Fourteen Safety Recommendations were made as follows:
- that Abu Dhabi Aviation should review the process of identifying aircraft maintenance critical tasks and not limit this review process to engine washes. [SR45/2015]
- that Abu Dhabi Aviation should review the practical implementation of aircraft maintenance human factors training and SMS awareness training. The documenting and signing for work performed on an aircraft should be emphasized during this training. [SR46/2015]
- that Abu Dhabi Aviation should review and implement procedures, in line with SMS best practice, for risk mitigation for activities affecting aircraft maintenance. [SR47/2015]
- that Abu Dhabi Aviation should review its procedures and implement control measures with regards to aircraft maintenance:
(1) When unsupervised work has to be performed.
(2) To implement best practices for conducting maintenance but not limited to, the use of work cards for maintenance tasks, especially those involving safety-critical functions that promote the recording and verification of delineated steps in the task that, if improperly completed, could lead to a loss of control.
(3) Provide data entry support for aircraft maintenance personnel.
- that Abu Dhabi Aviation should implement measures to enhance quality audit oversight in line with the requirements of the GCAA. [SR49/2015]
- that Abu Dhabi Aviation should implement measures to have a safe cabin environment regarding passenger safety briefings so that announcements are audible and intelligible during all flight phases. [SR50/2015]
- that Abu Dhabi Aviation should review Crew Resource Management training between the flight crew and cabin crew that can add benefit to the flight crew decision making process. [SR51/2015]
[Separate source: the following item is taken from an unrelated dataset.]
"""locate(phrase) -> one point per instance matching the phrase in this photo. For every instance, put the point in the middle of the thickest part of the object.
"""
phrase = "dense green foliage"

- that Abu Dhabi Aviation should ensure organizational and functional independence, between the audit and investigation processes, of the maintenance error management system, MEMS. [SR52/2015]
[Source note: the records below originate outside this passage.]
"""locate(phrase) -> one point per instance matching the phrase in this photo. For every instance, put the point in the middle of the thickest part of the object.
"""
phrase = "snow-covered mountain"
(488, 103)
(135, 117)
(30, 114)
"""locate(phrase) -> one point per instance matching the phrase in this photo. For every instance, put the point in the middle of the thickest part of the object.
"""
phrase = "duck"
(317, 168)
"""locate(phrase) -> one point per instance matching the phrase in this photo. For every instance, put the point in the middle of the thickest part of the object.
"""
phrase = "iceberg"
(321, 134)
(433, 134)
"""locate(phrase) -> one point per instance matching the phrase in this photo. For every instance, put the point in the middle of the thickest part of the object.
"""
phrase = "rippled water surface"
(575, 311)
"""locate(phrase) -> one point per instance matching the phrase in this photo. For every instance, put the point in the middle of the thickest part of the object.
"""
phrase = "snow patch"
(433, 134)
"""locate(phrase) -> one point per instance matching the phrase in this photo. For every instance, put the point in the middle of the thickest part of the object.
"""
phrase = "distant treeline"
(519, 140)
- that the General Civil Aviation Authority (GCAA) should issue guidance to the industry for workers involved with safety sensitive jobs regarding to man-hour methodology, duty timings, including maximum days on duty, working hours, shift pattern, working beyond normal duty times, minimum rest between shifts and rest days. [SR53/2015]
- that the General Civil Aviation Authority (GCAA) should issue guidance to the industry for workers involved with safety sensitive jobs regarding fatigue risk management. [SR54/2015]
- that the General Civil Aviation Authority (GCAA) should establish a common data depository for collecting information on maintenance safety issues and errors, from UAE GCAA certificate holders, whereby the information can be de-identified, analyzed and the results made available to the industry. [SR55/2015]
- that the General Civil Aviation Authority (GCAA) should gather maintenance errors and hazard identification information and should:
(1) Disseminate this information to all UAE operators and certificate holders so that they are aware of the areas of concern that have been identified.
(2) That this information to be inserted within the certificate holders training.
(3) Access of this information should be available on the GCAA website for the benefit of the aviation industry.
- that the General Civil Aviation Authority (GCAA) should amend CAAP 22 to include that aircraft maintenance personnel should report fatigue in a similar manner as aircrew report fatigue. [SR57/2015]
- that the General Civil Aviation Authority (GCAA) should audit Operators regarding CAR-OPS 1.695 with specific reference to the audibility and intelligibility of the passenger address system. [SR58/2015]
The Final Report was published on 15 September 2015.